Now, that’s not going to win a Pulitzer and it might not be the worst corruption in the world. But she dug into it, got the Freedom of Information Act going so that she could get at what happened, and asked the question. I don’t know if I want to call it corruption, but it’s government doing its thing in a way that newspapers can get in the way of. And so, I was interested to see that the Orchard Park town council, by the end of this little teeny news cycle, they were sort of ‘fessing up and saying we messed up and we appreciate the news media — and I think meaning The Buffalo News largely — for pointing this out to us. To me, that’s sort of the nub of a lot of this.
Now, there also can be huge, important investigations — the work that Julie Brown did at the Miami Herald on Jeffrey Epstein. There are ones that we know about because they have really risen to a level that is national and get a lot of attention. But there also are a lot of small things that happen that we need to keep an eye on.
Jacob: You make a point in the book that while watchdog journalism is extremely important, there are lots of other kinds of journalism that may be going away that also are important because they create a sense of community.
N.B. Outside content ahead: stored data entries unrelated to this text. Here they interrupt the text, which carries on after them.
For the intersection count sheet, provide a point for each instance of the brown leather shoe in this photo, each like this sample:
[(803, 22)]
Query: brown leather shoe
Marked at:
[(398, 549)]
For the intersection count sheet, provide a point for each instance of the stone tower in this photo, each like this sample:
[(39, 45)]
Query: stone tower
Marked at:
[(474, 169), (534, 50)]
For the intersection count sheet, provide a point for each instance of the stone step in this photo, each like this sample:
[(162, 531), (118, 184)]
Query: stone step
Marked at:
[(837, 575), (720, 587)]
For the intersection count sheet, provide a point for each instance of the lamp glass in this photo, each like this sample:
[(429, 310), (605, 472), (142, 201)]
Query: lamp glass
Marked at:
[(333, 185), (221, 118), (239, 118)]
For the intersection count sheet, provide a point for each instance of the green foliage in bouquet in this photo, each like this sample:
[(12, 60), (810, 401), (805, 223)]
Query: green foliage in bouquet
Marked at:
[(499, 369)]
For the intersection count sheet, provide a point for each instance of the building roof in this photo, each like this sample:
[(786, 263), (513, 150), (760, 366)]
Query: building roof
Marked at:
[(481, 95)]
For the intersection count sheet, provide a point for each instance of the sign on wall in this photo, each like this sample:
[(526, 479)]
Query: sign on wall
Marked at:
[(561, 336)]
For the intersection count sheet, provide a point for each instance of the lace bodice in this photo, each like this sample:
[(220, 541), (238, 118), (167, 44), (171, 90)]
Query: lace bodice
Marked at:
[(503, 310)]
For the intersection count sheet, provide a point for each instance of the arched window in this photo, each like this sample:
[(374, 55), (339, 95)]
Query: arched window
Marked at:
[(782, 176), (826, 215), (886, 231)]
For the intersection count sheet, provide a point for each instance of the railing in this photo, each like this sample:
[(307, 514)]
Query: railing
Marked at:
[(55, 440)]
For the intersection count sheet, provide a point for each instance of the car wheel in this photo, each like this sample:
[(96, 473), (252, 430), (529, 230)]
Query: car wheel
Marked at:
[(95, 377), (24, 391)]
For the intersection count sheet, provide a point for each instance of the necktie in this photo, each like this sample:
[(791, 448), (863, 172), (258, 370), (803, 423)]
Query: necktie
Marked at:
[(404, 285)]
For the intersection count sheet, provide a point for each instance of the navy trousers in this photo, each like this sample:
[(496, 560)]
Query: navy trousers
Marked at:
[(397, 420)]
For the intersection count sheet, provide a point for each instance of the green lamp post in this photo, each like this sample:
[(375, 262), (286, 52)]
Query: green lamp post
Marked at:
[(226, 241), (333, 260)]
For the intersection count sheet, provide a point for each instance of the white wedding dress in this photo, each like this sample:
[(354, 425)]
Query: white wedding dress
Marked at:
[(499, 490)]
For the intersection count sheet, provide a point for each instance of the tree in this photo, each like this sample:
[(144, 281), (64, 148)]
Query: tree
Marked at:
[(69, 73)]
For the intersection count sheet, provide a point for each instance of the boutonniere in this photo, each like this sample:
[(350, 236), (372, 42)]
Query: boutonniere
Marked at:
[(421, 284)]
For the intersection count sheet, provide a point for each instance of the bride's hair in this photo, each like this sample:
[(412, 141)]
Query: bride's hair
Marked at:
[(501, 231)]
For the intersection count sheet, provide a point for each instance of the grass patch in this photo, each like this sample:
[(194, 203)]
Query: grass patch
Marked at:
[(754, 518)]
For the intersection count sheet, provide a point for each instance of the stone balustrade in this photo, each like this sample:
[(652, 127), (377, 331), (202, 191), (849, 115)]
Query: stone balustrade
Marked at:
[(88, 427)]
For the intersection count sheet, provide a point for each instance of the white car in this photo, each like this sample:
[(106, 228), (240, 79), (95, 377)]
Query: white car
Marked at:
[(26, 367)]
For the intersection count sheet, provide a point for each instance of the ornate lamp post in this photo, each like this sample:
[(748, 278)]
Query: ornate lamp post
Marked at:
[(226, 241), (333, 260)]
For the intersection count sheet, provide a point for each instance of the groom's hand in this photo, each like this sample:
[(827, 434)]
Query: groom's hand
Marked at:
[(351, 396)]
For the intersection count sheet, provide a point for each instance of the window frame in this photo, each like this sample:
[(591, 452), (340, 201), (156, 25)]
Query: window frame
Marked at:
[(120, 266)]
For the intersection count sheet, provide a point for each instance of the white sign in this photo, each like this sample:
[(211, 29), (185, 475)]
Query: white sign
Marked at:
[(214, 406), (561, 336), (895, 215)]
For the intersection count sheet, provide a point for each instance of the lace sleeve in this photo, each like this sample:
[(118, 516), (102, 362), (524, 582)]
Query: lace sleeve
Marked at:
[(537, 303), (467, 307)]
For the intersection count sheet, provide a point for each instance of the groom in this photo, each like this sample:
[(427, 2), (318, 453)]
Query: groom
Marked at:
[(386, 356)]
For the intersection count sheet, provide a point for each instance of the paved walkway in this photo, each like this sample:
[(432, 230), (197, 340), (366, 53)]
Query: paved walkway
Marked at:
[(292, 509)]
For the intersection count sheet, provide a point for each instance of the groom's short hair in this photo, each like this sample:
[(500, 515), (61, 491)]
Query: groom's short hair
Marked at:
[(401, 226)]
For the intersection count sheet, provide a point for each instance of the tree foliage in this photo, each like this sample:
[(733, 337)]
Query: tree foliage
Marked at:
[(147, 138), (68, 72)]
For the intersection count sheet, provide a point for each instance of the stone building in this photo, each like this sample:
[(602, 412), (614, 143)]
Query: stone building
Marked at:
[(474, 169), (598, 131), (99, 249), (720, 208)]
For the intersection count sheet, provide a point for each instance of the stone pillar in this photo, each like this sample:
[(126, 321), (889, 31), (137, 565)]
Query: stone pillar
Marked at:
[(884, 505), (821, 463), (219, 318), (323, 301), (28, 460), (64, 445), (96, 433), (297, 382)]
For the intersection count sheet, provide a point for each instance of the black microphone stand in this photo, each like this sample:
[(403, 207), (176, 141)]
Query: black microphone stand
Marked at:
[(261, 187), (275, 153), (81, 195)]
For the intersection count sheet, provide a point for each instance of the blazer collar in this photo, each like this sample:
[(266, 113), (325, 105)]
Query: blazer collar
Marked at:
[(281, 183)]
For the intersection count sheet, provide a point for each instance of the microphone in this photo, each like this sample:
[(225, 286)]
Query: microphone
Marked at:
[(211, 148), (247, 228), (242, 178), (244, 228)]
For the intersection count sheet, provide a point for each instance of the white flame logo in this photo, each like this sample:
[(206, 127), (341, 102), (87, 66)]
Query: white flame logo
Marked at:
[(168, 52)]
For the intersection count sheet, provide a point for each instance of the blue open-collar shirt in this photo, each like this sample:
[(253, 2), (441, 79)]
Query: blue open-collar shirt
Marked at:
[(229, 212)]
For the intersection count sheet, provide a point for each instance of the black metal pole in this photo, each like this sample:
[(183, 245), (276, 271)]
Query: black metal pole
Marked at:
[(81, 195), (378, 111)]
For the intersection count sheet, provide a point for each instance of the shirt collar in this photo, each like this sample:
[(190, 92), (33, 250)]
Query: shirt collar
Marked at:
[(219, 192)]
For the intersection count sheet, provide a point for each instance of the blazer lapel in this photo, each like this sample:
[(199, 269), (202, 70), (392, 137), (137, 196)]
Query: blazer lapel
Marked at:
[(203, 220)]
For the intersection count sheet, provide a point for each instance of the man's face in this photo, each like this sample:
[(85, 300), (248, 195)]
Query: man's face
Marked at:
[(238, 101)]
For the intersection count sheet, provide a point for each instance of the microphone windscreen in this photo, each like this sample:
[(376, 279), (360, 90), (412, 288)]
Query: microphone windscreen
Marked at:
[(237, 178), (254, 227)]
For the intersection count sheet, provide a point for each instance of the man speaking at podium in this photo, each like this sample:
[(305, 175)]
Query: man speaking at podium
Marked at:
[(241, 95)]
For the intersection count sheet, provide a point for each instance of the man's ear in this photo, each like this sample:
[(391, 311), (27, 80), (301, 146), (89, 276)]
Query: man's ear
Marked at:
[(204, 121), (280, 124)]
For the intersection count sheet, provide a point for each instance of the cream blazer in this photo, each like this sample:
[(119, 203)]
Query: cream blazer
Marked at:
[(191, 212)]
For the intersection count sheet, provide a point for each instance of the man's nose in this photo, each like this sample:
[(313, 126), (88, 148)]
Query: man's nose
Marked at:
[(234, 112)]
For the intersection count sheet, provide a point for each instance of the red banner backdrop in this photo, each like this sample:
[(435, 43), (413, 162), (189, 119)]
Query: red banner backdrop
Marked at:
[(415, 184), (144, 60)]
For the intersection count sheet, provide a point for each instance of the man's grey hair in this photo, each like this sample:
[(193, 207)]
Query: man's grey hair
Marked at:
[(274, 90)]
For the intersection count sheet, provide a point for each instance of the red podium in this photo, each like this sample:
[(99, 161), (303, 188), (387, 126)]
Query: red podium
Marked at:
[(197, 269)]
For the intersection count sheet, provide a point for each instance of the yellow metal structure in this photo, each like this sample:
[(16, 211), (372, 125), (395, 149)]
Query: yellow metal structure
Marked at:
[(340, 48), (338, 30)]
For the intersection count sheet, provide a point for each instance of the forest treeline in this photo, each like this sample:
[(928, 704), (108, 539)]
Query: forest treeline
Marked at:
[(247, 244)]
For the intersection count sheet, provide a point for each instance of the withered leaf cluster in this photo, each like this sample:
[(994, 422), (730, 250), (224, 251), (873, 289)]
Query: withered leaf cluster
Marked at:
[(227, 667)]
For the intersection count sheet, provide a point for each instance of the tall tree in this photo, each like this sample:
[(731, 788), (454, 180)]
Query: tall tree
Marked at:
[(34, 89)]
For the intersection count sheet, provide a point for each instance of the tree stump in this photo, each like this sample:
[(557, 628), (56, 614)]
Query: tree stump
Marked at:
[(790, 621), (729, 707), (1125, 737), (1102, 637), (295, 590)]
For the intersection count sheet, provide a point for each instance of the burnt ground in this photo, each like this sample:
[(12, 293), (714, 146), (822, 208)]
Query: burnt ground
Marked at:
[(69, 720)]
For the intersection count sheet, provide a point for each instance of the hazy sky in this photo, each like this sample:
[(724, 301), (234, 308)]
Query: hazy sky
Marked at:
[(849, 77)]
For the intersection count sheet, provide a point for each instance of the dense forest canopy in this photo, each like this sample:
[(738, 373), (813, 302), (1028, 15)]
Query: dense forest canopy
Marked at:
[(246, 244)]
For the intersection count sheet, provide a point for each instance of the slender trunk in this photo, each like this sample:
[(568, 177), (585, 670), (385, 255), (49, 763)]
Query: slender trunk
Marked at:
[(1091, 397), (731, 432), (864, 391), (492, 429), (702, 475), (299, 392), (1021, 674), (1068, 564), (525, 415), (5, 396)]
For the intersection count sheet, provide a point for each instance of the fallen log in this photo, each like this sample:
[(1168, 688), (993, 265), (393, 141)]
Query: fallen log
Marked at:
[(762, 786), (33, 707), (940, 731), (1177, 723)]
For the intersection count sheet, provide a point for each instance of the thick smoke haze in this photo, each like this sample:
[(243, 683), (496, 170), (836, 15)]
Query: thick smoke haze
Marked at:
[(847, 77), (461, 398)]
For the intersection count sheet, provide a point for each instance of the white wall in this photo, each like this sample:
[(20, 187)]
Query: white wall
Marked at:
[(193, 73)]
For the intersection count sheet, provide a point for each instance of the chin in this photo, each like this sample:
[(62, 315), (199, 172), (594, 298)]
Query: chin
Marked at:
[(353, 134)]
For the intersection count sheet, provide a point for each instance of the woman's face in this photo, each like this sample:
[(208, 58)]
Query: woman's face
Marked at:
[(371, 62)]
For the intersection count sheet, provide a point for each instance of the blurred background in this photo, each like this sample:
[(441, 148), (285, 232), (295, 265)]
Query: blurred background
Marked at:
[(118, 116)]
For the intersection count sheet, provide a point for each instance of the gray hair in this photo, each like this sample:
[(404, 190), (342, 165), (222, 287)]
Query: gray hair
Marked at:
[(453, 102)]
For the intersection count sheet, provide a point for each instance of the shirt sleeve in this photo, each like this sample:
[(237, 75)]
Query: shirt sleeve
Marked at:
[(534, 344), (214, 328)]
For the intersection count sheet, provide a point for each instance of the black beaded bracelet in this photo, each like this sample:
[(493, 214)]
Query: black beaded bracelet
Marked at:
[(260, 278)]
Sullivan: I think the reason that I feel so strongly about that is that I was the features editor of The Buffalo News for eight years, a long time. And I helped to establish a new section in the paper called Life & Arts. So I supervised the art critics and the feature writers. And this was the work we did day in and day out, was to write about the fabric of the community, particularly the arts.
It frustrates me that the last thing to go with these news organizations is sports coverage. And often one of the first things to go is, for example, book coverage, arts coverage. If there’s no news organization to do that, the community is missing this core around which it functions.